Because of how big a problem human trafficking was becoming, China has pretty well limited international adoptions to special needs only. I think that was a smart move on China's part and are happy to adopt special needs because those kids really do need homes. One of the first steps we had to take was to fill out a Medical Needs Form. It's basically pages of medical conditions, most we've never heard of, that we had to check "yes" or "no" to. First we had to look up what each condition was, then go through and decide what we were willing to take on. But thinking about your future child, and going through a list like that is hard! Would you really want to say no to a child just because they are missing a leg? Or have dextrocardia? Or are an albino? If we had a biological child with any of those conditions, we wouldn't turn them away. So the first time through the list we starting checking "yes" to a lot of things... but then we remembered that we have four other kids to think about, and we knew we didn't want this adoption to have a negative impact on them... so we started unchecking some conditions, like albinism... we are outdoors people, and you have to keep albinos out of the sun... that would drastically change how we spend time together as a family. We've gone back and forth on some conditions several times. It's just so hard knowing that there are kids with these medical needs that need a home, all while trying to be realistic about what is best for your family. It's heart wrenching to know that a good number of the kids with the most severe problems will never have a family.
When we were told that a family had decided to move forward with Luo's adoption, we were sad.

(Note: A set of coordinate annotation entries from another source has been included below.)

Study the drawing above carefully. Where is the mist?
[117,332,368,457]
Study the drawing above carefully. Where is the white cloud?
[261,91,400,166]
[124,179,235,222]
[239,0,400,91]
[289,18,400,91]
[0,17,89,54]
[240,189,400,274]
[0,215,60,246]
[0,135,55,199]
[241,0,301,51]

We were told so many times that it would be a miracle if we got him, so we weren't surprised when we didn't, but it's hard to feel so strongly about a child, and then have to forget about him and start thinking if not him, who? We did start looking at other children's photo-listings. There have been a few that have made their way into our hearts. The first was a boy named George with clubbed feet. Something about his picture drew me to him. He was listed with an agency that we weren't interested in working with, but Ryan and I both liked George. A few days ago his picture was moved to the "Angels" page. Meaning, he had passed away. Apparently George also had a heart condition that we didn't know about. Sweet little George, whose picture we had gone back to, over and over, died without a family of his own to mourn for him. Heart wrenching.
Then there was Timothy. His pleasant/mischievous/happy smile completely won us over. Ryan was especially taken with Timothy. But information on Timothy was limited to a few photos, a 16 second video of him playing peek-a-boo, and a reference to the fact that a second CT scan was not needed. What the first CT scan was for, we didn't know. We requested more information, but the woman in charge of his file was in China and we had to wait for her to get home. The days we had to wait for his file, Ryan and I watched those 16 seconds of peek-a-boo over and over with silly smiles on our faces wondering if Lou doesn't get to be ours, could Timothy possibly be? When we finally got his file and read through it, we knew right away that Timothy's needs would probably exceed our current abilities. We knew it wasn't right (heart wrenching), but we will always remember and love darling Timothy and pray that another family will love him and adore him too.